The further estimations of the Q-balls with one-loop motivated effective potential

TL;DR

This paper analytically investigates Friedberg-Lee-Sirlin type Q-balls with a one-loop motivated effective potential, exploring their stability, formation during phase transitions, and potential as dark matter candidates in an expanding universe.

Contribution

It provides new analytical estimations of two-field Q-balls under a one-loop effective potential, including conditions for stability and formation during cosmological phase transitions.

Findings

Q-balls can be stabilized by tuning potential parameters.

Lower temperatures favor the formation of more stable Q-balls.

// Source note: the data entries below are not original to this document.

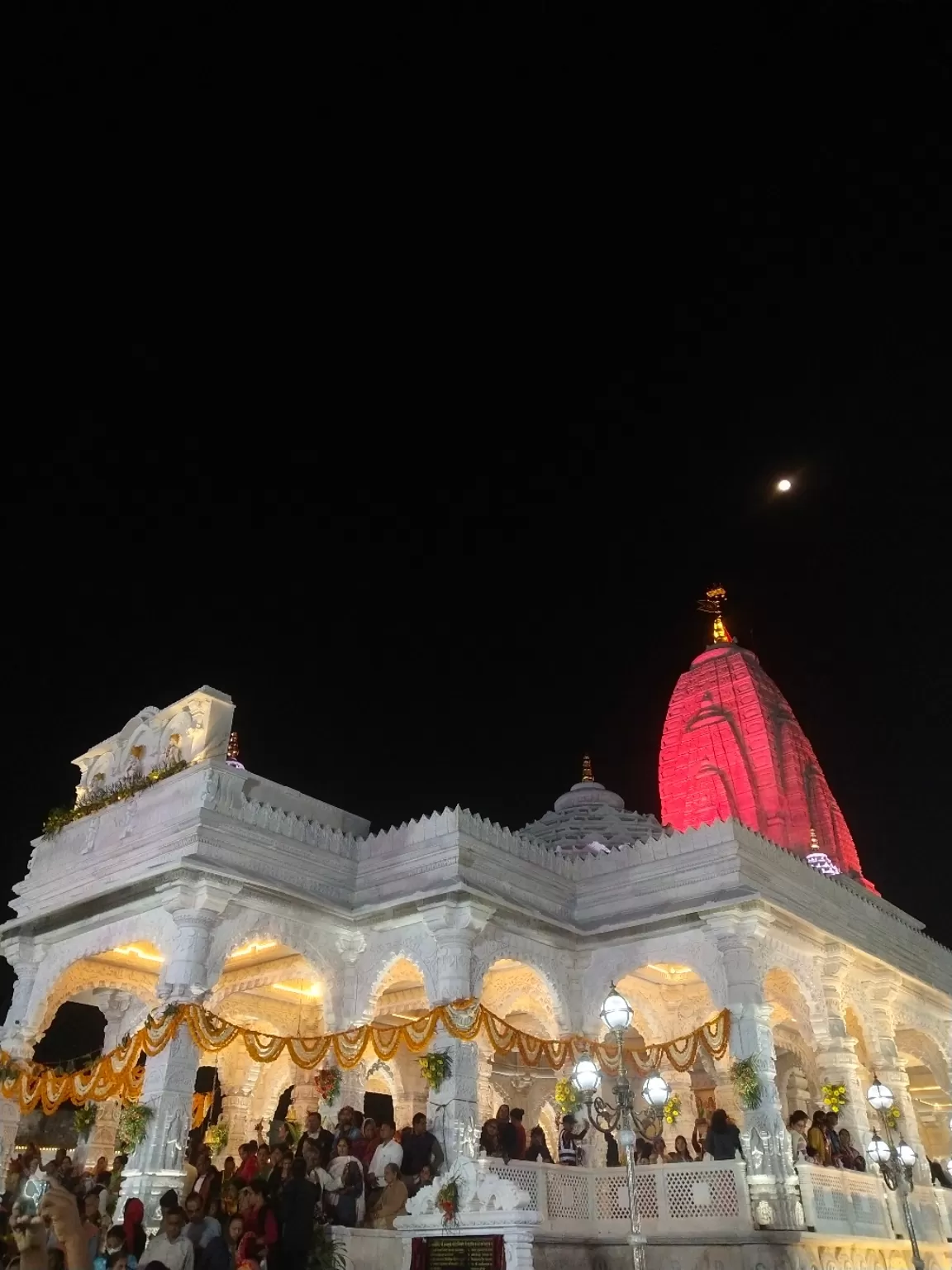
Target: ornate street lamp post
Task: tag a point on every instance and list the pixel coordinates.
(895, 1160)
(616, 1015)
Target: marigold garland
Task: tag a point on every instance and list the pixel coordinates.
(118, 1073)
(566, 1096)
(217, 1137)
(834, 1096)
(328, 1082)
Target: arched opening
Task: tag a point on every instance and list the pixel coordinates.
(400, 993)
(668, 1000)
(521, 995)
(928, 1089)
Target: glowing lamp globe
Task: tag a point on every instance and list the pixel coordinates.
(655, 1091)
(878, 1151)
(587, 1076)
(616, 1011)
(880, 1096)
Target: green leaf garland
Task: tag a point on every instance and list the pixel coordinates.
(746, 1082)
(116, 793)
(436, 1068)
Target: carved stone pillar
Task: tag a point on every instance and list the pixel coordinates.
(9, 1125)
(303, 1096)
(835, 1054)
(353, 1086)
(485, 1095)
(771, 1175)
(102, 1137)
(577, 992)
(455, 1108)
(158, 1165)
(23, 1018)
(797, 1094)
(890, 1070)
(236, 1114)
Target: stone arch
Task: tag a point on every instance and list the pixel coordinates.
(399, 968)
(550, 972)
(513, 987)
(245, 928)
(97, 980)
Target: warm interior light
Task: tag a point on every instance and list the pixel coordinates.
(880, 1096)
(587, 1075)
(131, 950)
(253, 948)
(655, 1091)
(669, 968)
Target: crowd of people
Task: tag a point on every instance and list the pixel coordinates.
(267, 1206)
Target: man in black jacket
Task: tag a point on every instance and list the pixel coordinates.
(298, 1204)
(320, 1139)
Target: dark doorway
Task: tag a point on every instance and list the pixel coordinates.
(378, 1105)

Two-field Q-balls can survive universe expansion and serve as dark matter candidates.

Abstract

The analytical estimations on the Friedberg-Lee-Sirlin typed Q-balls is performed. The two-field Q-balls are also discussed under the one-loop motivated effective potential subject to the temperature. We argue under the analytical consideration that the parameters from the potential can be regulated to lead the energy per unit charge of Q-balls to be lower to keep the model stable. If the energy density is low enough, the Q-balls can become candidates of dark matter. It is also shown rigorously that the two-field Q-balls can generate in the first-order phase transition and survive while they are affected by the expansion of the universe. The analytical evaluations show that the Q-balls with one-loop motivated effective potential can exist with the adjustment of coefficients of terms. We cancel the infinity in the energy to obtain the necessary conditions consist with those imposed in the previous work. According to the approximate expressions instead of curves versus the model parameters with a series of fixed values, the lower temperature will reduce the energy density, so there probably have been more and more stable Friedberg-Lee-Sirlin typed Q-balls to become the dark matter in the expansion of the universe.